Class I CAPTCHAs™ have many virtues. They can be concisely described in a small amount of software code; they have no long term secret that requires guarding; and they can generate a practically unbounded set of unique challenges. On the other hand, their most common realization, a challenge to recognize distorted text, evinces a disturbingly narrow gap between human and nonhuman success rates. FIG. 2A shows an example of a simple class 1 CAPTCHA™ displaying a random text string. The figure shows clearly segmented characters. Optical character recognition algorithms are competitive with humans in recognizing distinct characters, which has led researchers toward increasing the difficulty of segmenting an image into distinct character regions. FIGS. 2B through 2E show common ways in which class I CAPTCHAs™ are modified in an attempt to make it more difficult for a computer program to correctly recognize the characters. The text string can be distorted and noise can be added when rendered for display to a user. However, this increase in difficulty affects humans as well. The owners of web services must be careful to not make the challenge so difficult that it drives away real human users from expending the effort to user their service. Even relatively simple challenges can drive away a substantial number of potential customers.

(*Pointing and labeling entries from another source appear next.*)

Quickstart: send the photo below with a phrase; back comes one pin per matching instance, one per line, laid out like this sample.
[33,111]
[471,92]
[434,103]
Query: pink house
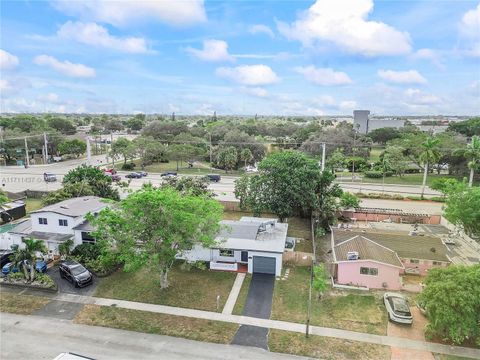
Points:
[377,259]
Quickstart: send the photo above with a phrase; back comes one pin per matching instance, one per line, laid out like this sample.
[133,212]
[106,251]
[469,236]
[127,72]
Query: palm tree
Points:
[429,155]
[472,153]
[29,253]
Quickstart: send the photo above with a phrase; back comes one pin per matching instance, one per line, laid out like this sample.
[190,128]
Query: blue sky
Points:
[324,57]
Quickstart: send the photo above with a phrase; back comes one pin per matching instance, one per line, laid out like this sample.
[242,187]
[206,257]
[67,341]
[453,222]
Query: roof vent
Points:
[352,255]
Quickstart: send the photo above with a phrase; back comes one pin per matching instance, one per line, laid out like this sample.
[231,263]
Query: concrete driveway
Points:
[258,304]
[67,287]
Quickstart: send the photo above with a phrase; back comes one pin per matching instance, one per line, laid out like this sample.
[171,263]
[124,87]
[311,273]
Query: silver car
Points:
[398,309]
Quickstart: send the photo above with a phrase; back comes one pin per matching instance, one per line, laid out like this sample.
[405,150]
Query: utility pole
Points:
[46,147]
[27,163]
[323,156]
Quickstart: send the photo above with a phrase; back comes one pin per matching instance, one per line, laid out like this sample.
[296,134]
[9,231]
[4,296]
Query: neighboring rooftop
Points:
[405,245]
[247,234]
[367,250]
[79,206]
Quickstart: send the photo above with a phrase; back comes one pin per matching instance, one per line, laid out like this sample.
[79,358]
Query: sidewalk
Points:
[278,325]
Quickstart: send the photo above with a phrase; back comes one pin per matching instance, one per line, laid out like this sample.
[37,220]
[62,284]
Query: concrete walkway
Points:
[233,296]
[278,325]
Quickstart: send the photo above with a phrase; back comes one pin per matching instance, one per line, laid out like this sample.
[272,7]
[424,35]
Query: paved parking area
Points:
[67,287]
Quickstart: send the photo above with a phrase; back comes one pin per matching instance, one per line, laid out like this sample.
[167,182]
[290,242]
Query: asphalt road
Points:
[36,337]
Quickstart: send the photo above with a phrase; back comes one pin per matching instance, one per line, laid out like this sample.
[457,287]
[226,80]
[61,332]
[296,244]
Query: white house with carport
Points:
[58,223]
[253,245]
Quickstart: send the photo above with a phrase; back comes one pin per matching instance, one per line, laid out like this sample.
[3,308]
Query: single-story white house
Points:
[57,223]
[252,244]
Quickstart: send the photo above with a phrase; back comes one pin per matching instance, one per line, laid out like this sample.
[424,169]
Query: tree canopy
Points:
[451,298]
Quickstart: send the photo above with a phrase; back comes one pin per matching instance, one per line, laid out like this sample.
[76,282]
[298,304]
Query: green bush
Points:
[373,174]
[128,166]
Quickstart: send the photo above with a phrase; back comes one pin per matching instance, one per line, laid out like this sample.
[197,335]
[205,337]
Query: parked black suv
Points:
[213,177]
[75,273]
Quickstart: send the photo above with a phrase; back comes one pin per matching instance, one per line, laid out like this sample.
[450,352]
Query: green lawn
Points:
[325,348]
[153,323]
[196,289]
[342,310]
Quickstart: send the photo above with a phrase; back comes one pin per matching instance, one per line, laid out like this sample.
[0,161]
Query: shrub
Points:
[128,166]
[373,174]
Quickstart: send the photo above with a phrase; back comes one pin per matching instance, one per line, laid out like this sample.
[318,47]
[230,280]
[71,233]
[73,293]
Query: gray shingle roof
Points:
[367,250]
[79,206]
[406,246]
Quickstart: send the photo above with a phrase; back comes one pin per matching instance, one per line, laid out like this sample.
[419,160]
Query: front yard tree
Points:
[154,225]
[452,300]
[430,154]
[72,147]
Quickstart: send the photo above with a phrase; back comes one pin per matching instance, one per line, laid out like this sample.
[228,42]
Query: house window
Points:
[369,271]
[226,252]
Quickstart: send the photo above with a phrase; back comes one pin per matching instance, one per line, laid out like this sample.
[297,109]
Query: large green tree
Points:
[462,207]
[452,300]
[153,226]
[72,147]
[289,183]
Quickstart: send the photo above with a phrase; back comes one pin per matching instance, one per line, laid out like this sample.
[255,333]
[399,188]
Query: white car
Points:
[398,309]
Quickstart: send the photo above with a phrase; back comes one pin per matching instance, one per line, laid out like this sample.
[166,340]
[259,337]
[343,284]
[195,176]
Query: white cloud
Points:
[213,50]
[402,77]
[255,91]
[261,29]
[470,29]
[121,13]
[65,67]
[324,76]
[430,55]
[96,35]
[251,75]
[345,23]
[7,60]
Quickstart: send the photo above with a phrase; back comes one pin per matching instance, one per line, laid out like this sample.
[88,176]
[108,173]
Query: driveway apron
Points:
[258,304]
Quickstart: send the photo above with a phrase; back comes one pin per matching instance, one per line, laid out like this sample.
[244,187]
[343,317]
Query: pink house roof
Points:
[367,250]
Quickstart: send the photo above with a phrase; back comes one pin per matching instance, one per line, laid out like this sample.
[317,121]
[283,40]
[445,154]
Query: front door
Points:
[244,256]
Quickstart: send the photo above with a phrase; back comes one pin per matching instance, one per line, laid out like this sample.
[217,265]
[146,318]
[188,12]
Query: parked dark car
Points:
[133,176]
[5,257]
[75,273]
[213,177]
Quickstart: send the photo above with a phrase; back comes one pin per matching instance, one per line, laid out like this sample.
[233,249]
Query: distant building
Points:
[363,124]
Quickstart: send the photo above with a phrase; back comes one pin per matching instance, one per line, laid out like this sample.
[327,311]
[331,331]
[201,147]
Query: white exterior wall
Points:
[52,223]
[278,262]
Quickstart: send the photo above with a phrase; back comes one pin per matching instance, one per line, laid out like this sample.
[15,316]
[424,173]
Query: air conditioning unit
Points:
[352,255]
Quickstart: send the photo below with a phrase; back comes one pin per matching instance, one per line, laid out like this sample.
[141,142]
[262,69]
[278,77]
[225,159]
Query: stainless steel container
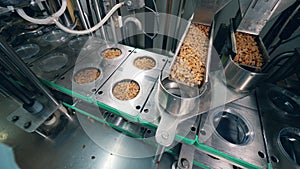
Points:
[178,99]
[243,78]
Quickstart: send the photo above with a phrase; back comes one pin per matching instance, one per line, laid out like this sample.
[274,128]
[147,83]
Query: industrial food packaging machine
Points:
[138,84]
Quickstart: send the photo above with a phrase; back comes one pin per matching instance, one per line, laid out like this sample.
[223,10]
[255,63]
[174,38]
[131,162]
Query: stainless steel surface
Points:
[29,122]
[257,15]
[186,157]
[45,46]
[72,148]
[50,104]
[210,161]
[181,40]
[206,9]
[187,128]
[98,15]
[55,64]
[27,51]
[84,20]
[279,109]
[216,94]
[92,59]
[127,71]
[236,131]
[177,99]
[242,78]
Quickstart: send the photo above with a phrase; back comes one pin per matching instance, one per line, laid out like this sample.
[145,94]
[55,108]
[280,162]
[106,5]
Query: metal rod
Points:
[159,152]
[81,15]
[14,89]
[26,72]
[98,14]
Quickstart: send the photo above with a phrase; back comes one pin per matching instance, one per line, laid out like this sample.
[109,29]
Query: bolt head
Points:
[128,3]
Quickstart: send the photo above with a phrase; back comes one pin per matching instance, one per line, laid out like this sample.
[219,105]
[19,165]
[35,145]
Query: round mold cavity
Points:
[54,62]
[289,141]
[78,43]
[111,53]
[27,51]
[232,128]
[126,89]
[144,63]
[55,36]
[284,103]
[87,75]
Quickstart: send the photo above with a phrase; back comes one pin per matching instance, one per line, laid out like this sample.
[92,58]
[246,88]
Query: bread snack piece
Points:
[126,90]
[144,63]
[189,66]
[111,53]
[87,75]
[247,50]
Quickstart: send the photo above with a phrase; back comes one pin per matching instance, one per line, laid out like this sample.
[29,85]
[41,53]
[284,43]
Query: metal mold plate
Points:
[210,161]
[72,148]
[277,155]
[145,78]
[275,120]
[28,121]
[92,60]
[250,149]
[278,104]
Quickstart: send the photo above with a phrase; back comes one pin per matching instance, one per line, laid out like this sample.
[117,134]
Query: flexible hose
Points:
[94,28]
[46,21]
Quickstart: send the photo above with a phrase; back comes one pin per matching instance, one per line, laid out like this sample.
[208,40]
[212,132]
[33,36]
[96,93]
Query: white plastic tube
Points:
[46,21]
[94,28]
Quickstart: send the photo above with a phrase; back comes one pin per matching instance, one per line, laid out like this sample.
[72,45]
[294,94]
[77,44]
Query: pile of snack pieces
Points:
[87,75]
[189,66]
[126,90]
[111,53]
[144,63]
[247,50]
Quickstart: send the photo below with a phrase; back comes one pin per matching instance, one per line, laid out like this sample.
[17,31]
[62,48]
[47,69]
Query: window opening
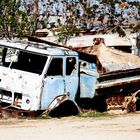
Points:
[56,67]
[70,65]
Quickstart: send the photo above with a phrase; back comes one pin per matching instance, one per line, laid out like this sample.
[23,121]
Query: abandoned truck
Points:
[42,77]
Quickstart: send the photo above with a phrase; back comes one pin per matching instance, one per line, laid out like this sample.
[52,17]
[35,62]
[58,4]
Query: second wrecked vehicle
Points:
[41,77]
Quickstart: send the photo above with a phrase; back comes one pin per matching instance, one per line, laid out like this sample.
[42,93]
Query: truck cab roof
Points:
[39,48]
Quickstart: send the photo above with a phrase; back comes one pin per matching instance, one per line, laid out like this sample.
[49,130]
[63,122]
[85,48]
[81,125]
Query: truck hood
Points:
[19,81]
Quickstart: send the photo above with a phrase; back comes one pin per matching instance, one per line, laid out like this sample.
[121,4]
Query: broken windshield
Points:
[22,60]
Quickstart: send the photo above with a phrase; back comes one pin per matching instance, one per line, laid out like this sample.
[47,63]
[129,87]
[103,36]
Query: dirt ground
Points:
[120,127]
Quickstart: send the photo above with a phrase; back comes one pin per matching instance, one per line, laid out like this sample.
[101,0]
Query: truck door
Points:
[54,82]
[71,76]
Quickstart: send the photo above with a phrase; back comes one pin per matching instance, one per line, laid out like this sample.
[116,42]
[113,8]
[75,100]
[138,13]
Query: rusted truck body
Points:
[119,75]
[37,76]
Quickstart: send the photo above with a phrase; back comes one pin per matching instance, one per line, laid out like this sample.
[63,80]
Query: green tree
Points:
[13,21]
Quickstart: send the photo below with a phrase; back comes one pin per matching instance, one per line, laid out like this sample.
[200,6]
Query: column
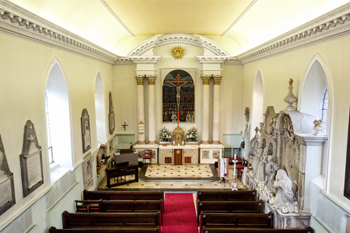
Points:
[140,110]
[205,113]
[151,109]
[216,110]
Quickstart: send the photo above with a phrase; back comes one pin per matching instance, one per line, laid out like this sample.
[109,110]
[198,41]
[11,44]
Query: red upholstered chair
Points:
[147,157]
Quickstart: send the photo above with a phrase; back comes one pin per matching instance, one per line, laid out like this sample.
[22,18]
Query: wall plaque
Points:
[31,161]
[85,130]
[111,115]
[7,189]
[87,171]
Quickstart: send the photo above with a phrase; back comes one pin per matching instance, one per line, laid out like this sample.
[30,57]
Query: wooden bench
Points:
[134,219]
[230,207]
[256,230]
[226,195]
[106,230]
[123,195]
[236,220]
[88,206]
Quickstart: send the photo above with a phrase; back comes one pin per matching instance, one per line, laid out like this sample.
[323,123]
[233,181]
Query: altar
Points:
[178,155]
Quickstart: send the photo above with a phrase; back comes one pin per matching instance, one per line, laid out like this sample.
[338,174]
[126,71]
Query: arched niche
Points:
[58,119]
[178,97]
[100,109]
[315,82]
[257,101]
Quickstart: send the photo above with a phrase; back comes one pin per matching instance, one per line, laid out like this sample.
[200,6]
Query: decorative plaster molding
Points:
[211,59]
[145,59]
[313,32]
[19,22]
[198,41]
[123,61]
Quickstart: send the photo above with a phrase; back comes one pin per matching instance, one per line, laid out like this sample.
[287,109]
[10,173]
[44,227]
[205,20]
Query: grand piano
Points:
[119,171]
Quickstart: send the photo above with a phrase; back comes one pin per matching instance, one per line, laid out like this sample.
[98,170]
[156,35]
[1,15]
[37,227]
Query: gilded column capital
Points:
[139,79]
[205,79]
[217,79]
[151,79]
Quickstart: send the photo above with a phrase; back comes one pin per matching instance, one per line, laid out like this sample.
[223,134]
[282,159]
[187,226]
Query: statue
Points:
[284,199]
[178,90]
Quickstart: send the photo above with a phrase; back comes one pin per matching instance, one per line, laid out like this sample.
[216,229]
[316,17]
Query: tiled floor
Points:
[177,185]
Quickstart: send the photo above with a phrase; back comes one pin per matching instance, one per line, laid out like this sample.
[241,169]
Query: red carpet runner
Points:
[179,213]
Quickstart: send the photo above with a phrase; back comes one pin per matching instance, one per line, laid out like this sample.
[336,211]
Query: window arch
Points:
[58,127]
[315,98]
[257,103]
[100,110]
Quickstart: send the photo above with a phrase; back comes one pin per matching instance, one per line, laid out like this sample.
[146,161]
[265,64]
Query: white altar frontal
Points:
[178,155]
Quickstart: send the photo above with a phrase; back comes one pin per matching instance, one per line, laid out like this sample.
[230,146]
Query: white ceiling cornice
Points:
[198,41]
[329,26]
[19,22]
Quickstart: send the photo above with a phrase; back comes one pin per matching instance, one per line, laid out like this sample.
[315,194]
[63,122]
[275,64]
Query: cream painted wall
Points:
[124,98]
[24,67]
[276,70]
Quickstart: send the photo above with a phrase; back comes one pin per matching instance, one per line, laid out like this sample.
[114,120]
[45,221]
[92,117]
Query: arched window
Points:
[100,110]
[257,103]
[58,128]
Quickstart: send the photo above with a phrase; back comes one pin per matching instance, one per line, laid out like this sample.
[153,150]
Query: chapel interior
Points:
[175,96]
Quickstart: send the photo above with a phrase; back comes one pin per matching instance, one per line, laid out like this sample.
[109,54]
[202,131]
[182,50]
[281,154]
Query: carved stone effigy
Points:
[287,146]
[31,160]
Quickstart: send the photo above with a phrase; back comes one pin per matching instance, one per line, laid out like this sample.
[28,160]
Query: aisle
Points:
[179,213]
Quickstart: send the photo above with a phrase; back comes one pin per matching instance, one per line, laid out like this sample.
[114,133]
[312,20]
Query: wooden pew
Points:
[123,195]
[106,230]
[256,230]
[226,195]
[236,220]
[131,205]
[230,207]
[134,219]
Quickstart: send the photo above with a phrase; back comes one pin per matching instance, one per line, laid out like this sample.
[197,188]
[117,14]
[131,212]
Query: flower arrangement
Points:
[164,135]
[192,134]
[317,122]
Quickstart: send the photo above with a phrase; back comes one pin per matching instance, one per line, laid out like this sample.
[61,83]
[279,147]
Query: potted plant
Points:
[192,135]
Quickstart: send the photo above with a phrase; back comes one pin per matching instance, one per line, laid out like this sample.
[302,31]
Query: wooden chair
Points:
[147,157]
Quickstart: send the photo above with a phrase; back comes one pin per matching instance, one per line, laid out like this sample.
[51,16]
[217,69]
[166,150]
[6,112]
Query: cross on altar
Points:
[124,126]
[179,83]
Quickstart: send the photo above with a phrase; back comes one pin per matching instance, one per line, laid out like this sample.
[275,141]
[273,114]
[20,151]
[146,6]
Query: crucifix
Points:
[179,83]
[124,126]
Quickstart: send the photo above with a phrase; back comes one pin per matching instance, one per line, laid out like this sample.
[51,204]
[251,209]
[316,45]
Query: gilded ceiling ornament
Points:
[177,52]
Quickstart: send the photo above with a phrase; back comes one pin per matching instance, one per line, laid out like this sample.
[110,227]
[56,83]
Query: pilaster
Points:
[216,109]
[140,110]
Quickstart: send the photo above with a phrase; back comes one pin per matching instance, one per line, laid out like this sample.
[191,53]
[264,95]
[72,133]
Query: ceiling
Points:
[237,25]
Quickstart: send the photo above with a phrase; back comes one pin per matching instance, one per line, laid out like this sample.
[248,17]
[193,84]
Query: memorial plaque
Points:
[7,190]
[31,161]
[85,130]
[33,173]
[111,115]
[87,171]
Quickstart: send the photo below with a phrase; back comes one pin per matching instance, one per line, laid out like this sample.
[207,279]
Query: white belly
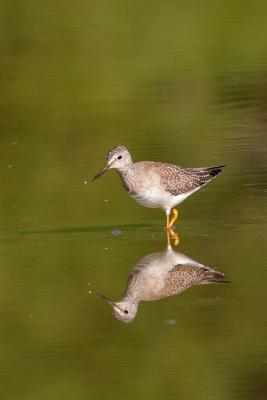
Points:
[153,197]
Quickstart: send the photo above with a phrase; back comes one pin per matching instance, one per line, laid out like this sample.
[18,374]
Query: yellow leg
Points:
[175,237]
[174,218]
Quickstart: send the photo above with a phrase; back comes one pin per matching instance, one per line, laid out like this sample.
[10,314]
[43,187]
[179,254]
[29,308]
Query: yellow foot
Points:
[174,236]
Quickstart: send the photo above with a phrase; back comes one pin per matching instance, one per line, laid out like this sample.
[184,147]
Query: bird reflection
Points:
[159,275]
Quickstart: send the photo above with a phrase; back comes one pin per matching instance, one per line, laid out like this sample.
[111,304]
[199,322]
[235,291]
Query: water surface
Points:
[182,83]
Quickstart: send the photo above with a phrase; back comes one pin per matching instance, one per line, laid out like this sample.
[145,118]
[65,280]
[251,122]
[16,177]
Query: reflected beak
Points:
[105,169]
[112,303]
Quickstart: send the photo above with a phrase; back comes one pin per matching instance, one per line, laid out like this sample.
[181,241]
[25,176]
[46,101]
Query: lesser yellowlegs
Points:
[159,275]
[157,184]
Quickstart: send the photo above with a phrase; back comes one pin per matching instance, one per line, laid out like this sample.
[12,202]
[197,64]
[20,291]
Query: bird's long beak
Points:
[105,169]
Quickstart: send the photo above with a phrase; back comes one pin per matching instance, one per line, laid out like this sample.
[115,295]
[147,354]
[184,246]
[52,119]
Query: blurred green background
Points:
[179,81]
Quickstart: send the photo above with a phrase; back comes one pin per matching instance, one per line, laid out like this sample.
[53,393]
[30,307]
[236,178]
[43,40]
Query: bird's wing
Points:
[181,277]
[177,180]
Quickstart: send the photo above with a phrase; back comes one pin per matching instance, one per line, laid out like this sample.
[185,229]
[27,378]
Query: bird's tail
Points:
[213,277]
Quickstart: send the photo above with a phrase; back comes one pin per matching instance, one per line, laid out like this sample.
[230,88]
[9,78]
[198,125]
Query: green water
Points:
[181,82]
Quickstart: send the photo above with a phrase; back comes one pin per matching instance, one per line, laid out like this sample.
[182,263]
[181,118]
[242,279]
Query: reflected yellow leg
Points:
[174,217]
[175,237]
[167,230]
[170,233]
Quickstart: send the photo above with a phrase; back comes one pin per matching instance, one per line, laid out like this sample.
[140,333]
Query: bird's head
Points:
[118,158]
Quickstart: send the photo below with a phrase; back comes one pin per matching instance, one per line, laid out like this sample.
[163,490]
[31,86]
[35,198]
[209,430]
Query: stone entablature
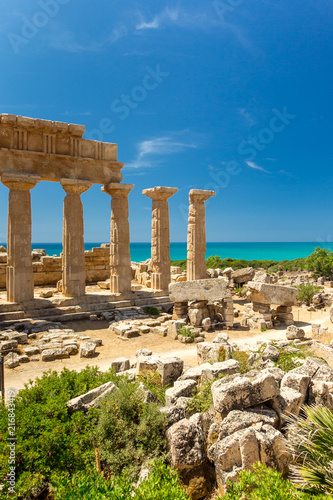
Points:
[48,271]
[54,151]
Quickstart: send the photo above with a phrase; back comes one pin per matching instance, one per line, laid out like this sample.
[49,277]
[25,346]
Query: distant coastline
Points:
[248,251]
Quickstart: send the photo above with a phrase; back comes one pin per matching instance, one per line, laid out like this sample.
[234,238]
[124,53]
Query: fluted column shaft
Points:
[73,262]
[20,282]
[120,257]
[196,238]
[160,241]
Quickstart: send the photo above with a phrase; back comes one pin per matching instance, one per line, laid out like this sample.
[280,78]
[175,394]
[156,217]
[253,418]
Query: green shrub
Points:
[152,311]
[262,483]
[161,484]
[321,262]
[49,440]
[311,437]
[153,382]
[128,430]
[306,291]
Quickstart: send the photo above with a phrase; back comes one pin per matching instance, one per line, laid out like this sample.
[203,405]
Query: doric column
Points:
[120,258]
[160,238]
[196,238]
[20,281]
[73,263]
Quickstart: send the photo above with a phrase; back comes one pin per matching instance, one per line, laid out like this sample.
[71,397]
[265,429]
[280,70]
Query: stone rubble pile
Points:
[53,344]
[246,422]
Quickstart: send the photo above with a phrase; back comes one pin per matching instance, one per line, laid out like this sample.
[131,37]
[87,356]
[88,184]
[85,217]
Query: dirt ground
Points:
[113,347]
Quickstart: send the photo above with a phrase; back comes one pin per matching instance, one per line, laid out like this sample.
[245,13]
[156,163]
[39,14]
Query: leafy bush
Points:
[306,292]
[49,440]
[321,262]
[161,484]
[311,438]
[152,311]
[51,443]
[153,382]
[262,483]
[128,430]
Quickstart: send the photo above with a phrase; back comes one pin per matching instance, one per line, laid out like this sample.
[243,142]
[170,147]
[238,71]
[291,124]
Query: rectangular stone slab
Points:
[210,289]
[272,294]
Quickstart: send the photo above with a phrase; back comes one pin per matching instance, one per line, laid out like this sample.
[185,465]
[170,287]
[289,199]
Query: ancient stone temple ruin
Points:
[34,150]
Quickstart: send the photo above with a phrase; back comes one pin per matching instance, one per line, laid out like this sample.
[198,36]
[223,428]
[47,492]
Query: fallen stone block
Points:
[87,350]
[91,398]
[243,275]
[293,332]
[264,293]
[288,402]
[242,393]
[228,367]
[182,388]
[170,369]
[52,354]
[120,364]
[209,289]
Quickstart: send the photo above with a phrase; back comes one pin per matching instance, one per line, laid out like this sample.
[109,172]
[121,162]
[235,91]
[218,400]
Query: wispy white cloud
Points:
[167,16]
[152,151]
[253,165]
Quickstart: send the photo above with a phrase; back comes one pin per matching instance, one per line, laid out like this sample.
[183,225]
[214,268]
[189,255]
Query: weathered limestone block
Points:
[243,448]
[87,350]
[297,381]
[270,352]
[272,294]
[228,367]
[8,345]
[198,290]
[121,364]
[91,398]
[241,419]
[186,446]
[195,372]
[181,388]
[243,275]
[170,369]
[52,354]
[242,393]
[293,332]
[146,365]
[213,352]
[289,401]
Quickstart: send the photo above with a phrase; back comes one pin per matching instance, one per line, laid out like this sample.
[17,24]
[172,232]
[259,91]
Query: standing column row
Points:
[20,281]
[120,258]
[160,242]
[196,238]
[73,261]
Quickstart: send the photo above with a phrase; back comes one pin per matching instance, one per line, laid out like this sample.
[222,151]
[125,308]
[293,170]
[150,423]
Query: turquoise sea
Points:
[248,251]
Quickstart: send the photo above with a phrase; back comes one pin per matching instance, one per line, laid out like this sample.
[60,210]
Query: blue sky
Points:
[231,95]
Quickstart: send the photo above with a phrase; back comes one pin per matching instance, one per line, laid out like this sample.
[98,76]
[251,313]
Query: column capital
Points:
[159,192]
[200,195]
[117,190]
[22,182]
[75,186]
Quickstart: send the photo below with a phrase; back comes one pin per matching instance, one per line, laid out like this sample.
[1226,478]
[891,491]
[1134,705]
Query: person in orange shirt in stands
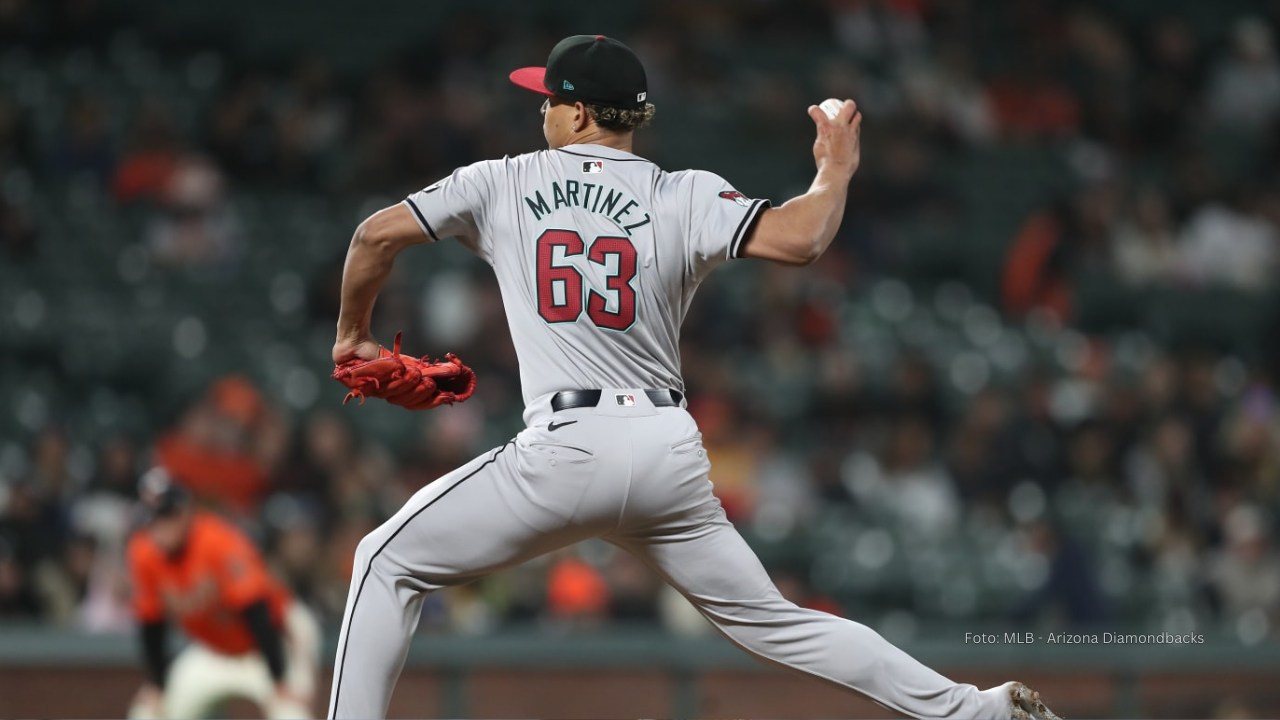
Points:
[248,637]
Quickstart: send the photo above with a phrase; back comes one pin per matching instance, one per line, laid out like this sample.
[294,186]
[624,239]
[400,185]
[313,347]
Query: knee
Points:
[369,550]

Class II CAPTCHAs™ have the potential to overcome the main weaknesses described above. Because they are not restricted to challenges that can be generated by a low-entropy algorithm, they can exercise a much broader range of human ability, such as recognizing features of photographic images captured from the physical world. Such challenges evince a broad gulf between human and non-human success rates, not only because general machine vision is a much harder problem than text recognition, but also because image-based challenges can be made less bothersome to humans without drastically degrading their efficacy at blocking automatons.
An issue that can arise with both Class I and II CAPTCHAs™ is a human having difficulty solving the entire challenge correctly. For example, in the case of a Class I CAPTCHA™ distortions, convolutions, or noise that have been added to a text based challenge can make it difficult for a human user to correctly identify each character. The user may get all but one of the characters correct, such as mistaking the letter “e” for “c”. Similarly for a Class II CAPTCHA™ a human user may be able to correctly classify most of the images, but may get one or more images incorrect. For example, if the challenge requires classifying images as cat or dog, pictures of younger cats and dogs may be harder classify. If a human user is failed the challenge on a first attempt for getting one wrong and tries again and fails again for getting one wrong, the human user may stop trying, thereby causing the site being secured by the CAPTCHA™ to lose a real human customer. Suppose that CAPTCHA™ challenges were scored manually, by a human judge, instead of automatically by computer. Even in this seemingly straightforward task, the flexibility of human judgment would be a valuable asset. For example, a human judge may see the same user try to solve three challenges, getting 11 out of 12 images correct each time. The judge might say, “That looks like a human who is just having a little trouble. I'll let the user pass.” There is a need for an automated approach to allow for a human user to make mistakes and still be able to pass the CAPTCHA™, while still making it difficult for a non-human to pass.